The drone sucked the blood from the man’s brain, teasing a hollow field-filament through the broken tissue, collecting the red fluid in a little transparent bulb. A second filament tube spun-knit the torn tissue back together. It sucked more blood to decrease the man’s blood pressure, used its effector to alter the settings in the appropriate glands, so that the pressure would not grow so great again for a while. It sent a narrow tube of field over to a small sink under the window, jetting the excess blood down the drain hole, then briefly turning on the tap. The blood flushed away, gurgling.

‘The man you know as Cheradenine Zakalwe -‘

Facing it by facing it, that’s all I ever did; Staberinde, Zakalwe; the names hurt, but how else could I-

‘- is the man who took my brother’s name just as he took my brother’s life, just as he took my sister’s life -‘

But she-

‘- He was the commander of the Staberinde. He is the Chairmaker.
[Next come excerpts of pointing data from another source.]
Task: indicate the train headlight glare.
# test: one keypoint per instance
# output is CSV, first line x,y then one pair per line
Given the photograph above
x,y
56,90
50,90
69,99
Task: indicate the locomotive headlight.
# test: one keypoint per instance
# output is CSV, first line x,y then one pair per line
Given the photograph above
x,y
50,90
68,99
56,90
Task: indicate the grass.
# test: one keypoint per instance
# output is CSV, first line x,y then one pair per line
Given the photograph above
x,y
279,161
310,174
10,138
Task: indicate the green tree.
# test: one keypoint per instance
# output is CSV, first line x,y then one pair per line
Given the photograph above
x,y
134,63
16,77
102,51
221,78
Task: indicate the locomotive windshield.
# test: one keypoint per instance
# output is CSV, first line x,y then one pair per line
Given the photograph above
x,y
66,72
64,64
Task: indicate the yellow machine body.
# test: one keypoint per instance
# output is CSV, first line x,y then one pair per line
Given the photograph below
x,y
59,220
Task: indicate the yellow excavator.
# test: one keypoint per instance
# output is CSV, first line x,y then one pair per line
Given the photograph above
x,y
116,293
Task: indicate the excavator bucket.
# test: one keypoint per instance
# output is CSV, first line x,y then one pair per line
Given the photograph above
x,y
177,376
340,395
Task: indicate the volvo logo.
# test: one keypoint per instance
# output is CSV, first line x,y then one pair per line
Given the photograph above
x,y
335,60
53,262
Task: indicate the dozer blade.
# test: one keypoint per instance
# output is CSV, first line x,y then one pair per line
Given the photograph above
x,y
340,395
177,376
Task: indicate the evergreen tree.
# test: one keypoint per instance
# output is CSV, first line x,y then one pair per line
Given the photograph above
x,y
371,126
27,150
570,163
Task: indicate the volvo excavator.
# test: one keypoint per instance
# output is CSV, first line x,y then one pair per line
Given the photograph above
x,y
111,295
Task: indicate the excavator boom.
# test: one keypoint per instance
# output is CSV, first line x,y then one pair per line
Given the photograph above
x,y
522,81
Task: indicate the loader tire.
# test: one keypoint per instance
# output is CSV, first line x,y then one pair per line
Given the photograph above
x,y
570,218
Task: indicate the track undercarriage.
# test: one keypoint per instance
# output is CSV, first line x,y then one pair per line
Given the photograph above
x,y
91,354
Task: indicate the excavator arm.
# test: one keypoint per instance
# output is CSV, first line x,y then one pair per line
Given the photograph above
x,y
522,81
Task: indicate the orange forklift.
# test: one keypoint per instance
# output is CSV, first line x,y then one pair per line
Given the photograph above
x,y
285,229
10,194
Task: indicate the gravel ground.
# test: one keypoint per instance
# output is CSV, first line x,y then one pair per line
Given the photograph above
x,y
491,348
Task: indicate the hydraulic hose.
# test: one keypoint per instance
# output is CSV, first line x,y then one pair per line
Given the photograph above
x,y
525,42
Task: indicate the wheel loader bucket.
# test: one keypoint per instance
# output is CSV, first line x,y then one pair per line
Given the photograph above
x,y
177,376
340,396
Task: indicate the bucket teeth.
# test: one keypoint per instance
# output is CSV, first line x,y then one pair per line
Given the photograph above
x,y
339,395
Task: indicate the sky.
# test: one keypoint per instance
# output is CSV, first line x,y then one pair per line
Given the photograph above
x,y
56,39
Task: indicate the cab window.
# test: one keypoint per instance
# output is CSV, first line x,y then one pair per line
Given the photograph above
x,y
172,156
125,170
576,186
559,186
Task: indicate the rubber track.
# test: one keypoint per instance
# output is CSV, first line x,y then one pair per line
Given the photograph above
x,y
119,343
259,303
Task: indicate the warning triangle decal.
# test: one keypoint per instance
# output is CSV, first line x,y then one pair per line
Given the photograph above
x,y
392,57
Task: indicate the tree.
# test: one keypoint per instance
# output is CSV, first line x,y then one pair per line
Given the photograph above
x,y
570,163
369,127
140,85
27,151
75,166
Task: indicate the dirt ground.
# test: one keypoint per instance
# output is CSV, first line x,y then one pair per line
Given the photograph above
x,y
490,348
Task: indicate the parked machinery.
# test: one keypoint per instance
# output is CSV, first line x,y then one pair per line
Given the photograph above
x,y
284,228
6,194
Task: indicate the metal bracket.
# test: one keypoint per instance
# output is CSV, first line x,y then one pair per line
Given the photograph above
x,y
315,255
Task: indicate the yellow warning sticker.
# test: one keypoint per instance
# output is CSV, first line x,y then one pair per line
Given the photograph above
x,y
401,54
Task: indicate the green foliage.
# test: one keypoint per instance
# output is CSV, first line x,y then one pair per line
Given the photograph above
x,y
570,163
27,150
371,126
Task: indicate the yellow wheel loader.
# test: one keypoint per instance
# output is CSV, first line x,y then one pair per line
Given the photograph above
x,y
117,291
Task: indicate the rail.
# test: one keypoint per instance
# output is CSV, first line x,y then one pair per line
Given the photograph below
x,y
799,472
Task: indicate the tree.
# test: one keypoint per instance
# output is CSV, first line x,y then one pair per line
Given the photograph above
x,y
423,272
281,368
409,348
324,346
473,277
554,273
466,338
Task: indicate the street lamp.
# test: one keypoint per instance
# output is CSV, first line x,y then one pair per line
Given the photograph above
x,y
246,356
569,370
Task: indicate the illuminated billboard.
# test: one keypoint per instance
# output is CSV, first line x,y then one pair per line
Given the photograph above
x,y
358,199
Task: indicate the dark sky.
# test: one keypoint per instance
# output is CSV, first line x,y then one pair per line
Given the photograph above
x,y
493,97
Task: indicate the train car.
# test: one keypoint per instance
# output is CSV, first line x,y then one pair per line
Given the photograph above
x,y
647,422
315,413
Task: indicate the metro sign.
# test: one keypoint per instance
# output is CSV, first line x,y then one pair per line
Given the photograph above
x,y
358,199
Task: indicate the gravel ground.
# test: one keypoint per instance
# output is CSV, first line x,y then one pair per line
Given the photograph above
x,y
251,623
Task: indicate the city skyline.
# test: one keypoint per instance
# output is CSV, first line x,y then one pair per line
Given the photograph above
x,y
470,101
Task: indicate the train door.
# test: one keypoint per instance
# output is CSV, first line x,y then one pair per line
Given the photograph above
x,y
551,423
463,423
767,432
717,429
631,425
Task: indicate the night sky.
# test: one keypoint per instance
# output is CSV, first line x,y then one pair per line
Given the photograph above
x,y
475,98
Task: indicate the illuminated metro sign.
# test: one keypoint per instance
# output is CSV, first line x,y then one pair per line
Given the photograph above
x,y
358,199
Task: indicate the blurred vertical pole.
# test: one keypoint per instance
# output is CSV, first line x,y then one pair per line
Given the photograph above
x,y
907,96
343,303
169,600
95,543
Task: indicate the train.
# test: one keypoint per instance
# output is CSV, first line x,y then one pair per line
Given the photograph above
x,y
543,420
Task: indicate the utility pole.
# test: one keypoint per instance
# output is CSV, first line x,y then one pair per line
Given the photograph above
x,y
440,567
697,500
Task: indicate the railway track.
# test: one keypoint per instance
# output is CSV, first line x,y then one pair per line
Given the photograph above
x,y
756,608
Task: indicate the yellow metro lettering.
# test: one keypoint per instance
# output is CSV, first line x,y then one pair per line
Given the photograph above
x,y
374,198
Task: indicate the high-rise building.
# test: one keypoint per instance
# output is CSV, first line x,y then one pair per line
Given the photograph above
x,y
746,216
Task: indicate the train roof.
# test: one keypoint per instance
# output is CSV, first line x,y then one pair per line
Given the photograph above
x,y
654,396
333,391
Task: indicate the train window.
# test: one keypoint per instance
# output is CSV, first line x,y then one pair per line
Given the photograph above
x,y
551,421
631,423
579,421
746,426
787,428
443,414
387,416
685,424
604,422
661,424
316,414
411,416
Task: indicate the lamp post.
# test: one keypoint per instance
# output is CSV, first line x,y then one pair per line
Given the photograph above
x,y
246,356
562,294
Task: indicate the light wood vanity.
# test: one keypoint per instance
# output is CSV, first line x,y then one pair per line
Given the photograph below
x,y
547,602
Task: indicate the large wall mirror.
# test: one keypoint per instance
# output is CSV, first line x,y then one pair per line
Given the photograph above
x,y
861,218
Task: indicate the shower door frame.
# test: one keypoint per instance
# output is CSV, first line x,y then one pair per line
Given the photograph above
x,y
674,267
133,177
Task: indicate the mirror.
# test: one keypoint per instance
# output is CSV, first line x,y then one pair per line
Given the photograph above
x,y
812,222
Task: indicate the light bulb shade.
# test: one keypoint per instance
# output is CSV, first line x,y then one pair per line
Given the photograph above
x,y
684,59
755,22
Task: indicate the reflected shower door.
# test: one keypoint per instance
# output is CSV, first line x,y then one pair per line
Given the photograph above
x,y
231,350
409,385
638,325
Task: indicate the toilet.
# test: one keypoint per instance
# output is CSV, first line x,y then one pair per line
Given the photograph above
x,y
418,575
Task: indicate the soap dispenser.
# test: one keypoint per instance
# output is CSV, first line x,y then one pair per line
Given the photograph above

He is Elethiomel.’

Livueta Zakalwe walked out, closing the door behind her.

Sma turned, face almost bloodless, to look at the body of the man lying on the bed… while Skaffen-Amtiskaw worked on, engrossed in its struggle to make good.

* * *

Epilogue

* * *

Dust, as usual, followed them, though the young man said several times he thought it might rain. The old man disagreed and said the clouds over the mountains were deceptive. They drove on through the deserted lands, past blackened fields and the shells of cottages and the ruins of farms and the burned villages and the still smoking towns, until they came to the abandoned city. In the city they drove resoundingly through the wide empty streets, and once took the vehicle crashing and careering up a narrow alley crammed with bare market stalls and rickety poles supporting tattered shade-cloths, demolishing it all in a fine welter of splintering wood and wildly flapping fabric.